Sicurezza e un progetto per la Nigeria

Zeigbo e il suo socio mestrino hanno creato una agenzia impegnata in vari fronti

MESTRE. «Ho smesso di giocare, ma il calcio è sempre nella mia vita. Abbonato Sky, mi piace il Barcellona, ora voglio trasmettere quello che posso ai giovani, per questo alleno una squadra delle giovanili dell'Ac Mestre». Kenneth Zeigbo vive per il calcio. Ma non solo. La moglie, Precious, studia ginecologia e sta per laurearsi in Texas, là ci sono anche i tre figli, Edna (14 anni), Angel (12) e Samuel (8). Per tutti il futuro può essere in Italia. Kenny a Mestre ha trovato un vero e proprio fratello, Sandro Forcolin, paracadutista e ora socio. Assieme hanno creato a Mestre una agenzia investigativa (Pi Greco) e si occupano anche di sicurezza all'interno di grandi centri commerciali. Ai primi di gennaio proprio Kenneth ha sventato una rapina in un noto centro commerciale mestrino.

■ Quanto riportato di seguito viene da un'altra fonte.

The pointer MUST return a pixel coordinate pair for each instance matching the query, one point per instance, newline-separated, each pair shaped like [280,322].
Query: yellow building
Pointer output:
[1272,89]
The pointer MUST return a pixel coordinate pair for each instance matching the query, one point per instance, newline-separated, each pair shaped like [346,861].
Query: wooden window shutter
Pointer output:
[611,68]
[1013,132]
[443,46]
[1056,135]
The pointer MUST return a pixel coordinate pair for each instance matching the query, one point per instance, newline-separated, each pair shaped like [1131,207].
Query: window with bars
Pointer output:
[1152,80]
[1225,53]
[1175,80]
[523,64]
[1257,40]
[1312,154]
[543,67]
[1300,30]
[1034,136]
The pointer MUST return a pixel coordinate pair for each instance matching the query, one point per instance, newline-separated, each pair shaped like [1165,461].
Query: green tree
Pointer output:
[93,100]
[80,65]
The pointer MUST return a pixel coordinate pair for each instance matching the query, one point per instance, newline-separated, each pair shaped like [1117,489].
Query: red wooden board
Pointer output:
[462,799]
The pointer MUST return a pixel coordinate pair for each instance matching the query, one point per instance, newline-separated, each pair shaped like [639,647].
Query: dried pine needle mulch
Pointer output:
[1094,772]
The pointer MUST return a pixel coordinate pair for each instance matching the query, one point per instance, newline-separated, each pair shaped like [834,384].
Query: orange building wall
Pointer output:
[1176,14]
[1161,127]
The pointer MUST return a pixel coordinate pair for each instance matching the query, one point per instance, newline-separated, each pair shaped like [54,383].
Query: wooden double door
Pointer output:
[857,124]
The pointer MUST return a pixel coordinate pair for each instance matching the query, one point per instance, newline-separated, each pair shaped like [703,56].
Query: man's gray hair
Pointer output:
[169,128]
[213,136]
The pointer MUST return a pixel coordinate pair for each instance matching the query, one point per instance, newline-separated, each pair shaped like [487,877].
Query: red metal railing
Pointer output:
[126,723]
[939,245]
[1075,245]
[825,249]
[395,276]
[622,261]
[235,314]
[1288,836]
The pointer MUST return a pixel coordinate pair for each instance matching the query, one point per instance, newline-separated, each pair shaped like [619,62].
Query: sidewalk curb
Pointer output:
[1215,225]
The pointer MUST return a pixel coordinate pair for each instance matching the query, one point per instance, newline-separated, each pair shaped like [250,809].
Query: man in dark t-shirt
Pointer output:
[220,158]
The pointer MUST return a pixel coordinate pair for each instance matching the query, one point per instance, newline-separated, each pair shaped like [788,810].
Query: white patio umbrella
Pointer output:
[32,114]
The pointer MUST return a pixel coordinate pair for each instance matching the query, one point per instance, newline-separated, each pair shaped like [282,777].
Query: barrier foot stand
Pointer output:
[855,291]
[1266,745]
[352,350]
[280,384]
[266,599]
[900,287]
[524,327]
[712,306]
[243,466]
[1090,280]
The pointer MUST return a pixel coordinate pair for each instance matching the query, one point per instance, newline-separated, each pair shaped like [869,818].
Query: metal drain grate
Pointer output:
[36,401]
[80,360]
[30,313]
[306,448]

Lui e Sandro guardano avanti, hanno un progetto da sviluppare anche in Nigeria, “l'operazione-Hub”, un esempio di new economy, un prodotto (energy drink) che può portare lavoro e stabilimenti nella terra di Kenneth. Dove lui è nato e cresciuto, figlio di un poliziotto che pur tifando Enogu Rangers non vedeva di buon occhio la passione del figlio per il pallone. E che morì proprio nello stesso giorno in cui Kenneth firmava il suo primo contratto da calciatore professionista. Oggi l'ex bomber nigeriano non sfrutta solo il fisico che dà sicurezza, ma anche la testa, le idee, si occupa di marketing in sintonia con il socio, con il quale l'intesa funziona anche extra-lavoro e l'agenzia sta allargandosi anche in altre città italiane. «Non rinnego nulla del passato – ripete Kenneth – e voglio fare molto per la Nigeria, però non penso di tornare ad abitare là. Ormai mi sono abituato ad un'altra vita, penso di avere un'altra mentalità, consiglio a tutti di uscire dal proprio ambito, conoscere il mondo, vedere e imparare cose nuove, con coraggio ed umiltà». I bambini sono ancora piccoli e non sognano il dorato mondo del calcio. «Ma se un giorno mio figlio mi dicesse che vuol fare il calciatore gli direi okay, fai la tua strada, ma senza dimenticare che bisogna studiare, capire imparare». Di sicuro gli augurerei di avere nel calcio un po' di quella fortuna che io non ho avuto, di non avere quegli infortuni che mi hanno svegliato dal sogno. Anche se oggi sono molto felice di quello che ho». (c.cr.)